A sus 39 años, Ramos se va de México dejando números más sólidos de lo que muchos pronosticaban cuando llegó desde el fútbol europeo. Sus estadísticas en Liga MX y en el Mundial de Clubes 2025 muestran a un central todavía influyente en las dos áreas, con buena producción defensiva en interceptaciones y duelos, y presencia ofensiva en el balón parado. Informes de rendimiento avanzado incluso lo señalan como un defensor con impacto casi equilibrado entre faceta ofensiva y defensiva, algo poco habitual en un jugador de su edad.
Además de los números, su jerarquía se notó en noches clave, como el Mundial de Clubes 2025, donde Monterrey firmó actuaciones competitivas ante rivales de peso europeo y sudamericano. En el actual Apertura, el español se ha mantenido como referencia en la zaga y capitán anímico dentro de un vestuario lleno de figuras. Por eso, la noticia de su salida se percibe menos como una simple baja y más como el final de una etapa que ayudó a reposicionar a Rayados en el escaparate internacional.

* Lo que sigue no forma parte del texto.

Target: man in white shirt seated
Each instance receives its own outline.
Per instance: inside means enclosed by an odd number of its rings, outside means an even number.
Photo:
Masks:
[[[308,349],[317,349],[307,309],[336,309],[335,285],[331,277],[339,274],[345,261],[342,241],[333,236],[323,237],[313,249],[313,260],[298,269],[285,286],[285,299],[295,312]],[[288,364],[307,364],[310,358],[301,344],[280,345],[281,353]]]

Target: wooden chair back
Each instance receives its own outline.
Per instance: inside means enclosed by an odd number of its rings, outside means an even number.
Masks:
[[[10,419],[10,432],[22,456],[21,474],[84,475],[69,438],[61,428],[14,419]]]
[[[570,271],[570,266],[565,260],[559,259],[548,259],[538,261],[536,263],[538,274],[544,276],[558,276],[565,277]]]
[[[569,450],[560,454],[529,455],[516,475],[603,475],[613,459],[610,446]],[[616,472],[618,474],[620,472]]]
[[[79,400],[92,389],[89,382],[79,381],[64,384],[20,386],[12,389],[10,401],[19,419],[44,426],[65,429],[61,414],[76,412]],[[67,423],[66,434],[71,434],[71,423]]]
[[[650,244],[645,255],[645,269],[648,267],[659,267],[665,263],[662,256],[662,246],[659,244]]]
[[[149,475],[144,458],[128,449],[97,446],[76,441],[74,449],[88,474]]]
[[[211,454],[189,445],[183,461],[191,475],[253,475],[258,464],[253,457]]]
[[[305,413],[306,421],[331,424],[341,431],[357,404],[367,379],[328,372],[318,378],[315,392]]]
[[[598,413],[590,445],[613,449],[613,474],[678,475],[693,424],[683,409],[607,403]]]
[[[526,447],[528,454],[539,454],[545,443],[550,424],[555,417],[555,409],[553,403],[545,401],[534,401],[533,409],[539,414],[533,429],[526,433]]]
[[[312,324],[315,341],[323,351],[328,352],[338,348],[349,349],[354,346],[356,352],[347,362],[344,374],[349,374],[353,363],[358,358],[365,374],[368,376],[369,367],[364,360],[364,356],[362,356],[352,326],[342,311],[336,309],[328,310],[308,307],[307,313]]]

Un adiós que reabre el debate sobre las estrellas veteranas en la Liga MX
La filtración desde España se produjo en pleno arranque de la Liguilla, justo después de una victoria de Rayados en los cuartos de final, lo que desvió buena parte de la conversación del resultado hacia el futuro de Ramos. La afición albiazul pasa de celebrar un triunfo a preguntarse quién liderará la defensa a partir de 2026. La directiva, por su parte, se ve obligada a acelerar la búsqueda de relevo en una posición donde el sevillano se había vuelto indispensable.
Más allá de la estructura de Monterrey, la decisión de Ramos impacta en la narrativa de la Liga MX como destino recurrente para futbolistas de élite que buscan un último gran reto competitivo. Casos recientes de figuras europeas que han prolongado su carrera en México habían reforzado la idea de la liga como un refugio de alto nivel para veteranos. La salida del exjugador de Real Madrid y Sevilla no cambia esa tendencia por sí sola, pero sí recuerda que este tipo de apuestas tienen ciclos cortos y requieren planificación constante.
El futuro del defensor sigue abierto y, por ahora, sin un destino claro. Informaciones desde Europa apuntan a que no contempla la retirada inmediata y valora ofertas que puedan llegar tanto del viejo continente como de otras ligas emergentes con alto poder económico. A su favor juega que se ha mantenido competitivo en un torneo físicamente exigente como la Liga MX y que conserva un nombre muy atractivo en el mercado global.
A corto plazo, el foco de Ramos y de Monterrey seguirá puesto en intentar cerrar la aventura mexicana con un título de liga, el gran objetivo pendiente del central en el fútbol azteca. Una eventual coronación en el Apertura 2025 le permitiría marcharse con la sensación de misión cumplida tras una etapa breve, pero intensa. Para Rayados, en cambio, su partida abre un periodo de reconstrucción en la última línea y la necesidad de encontrar no solo un buen defensa, sino también una figura con el peso específico que el español aportó desde su llegada.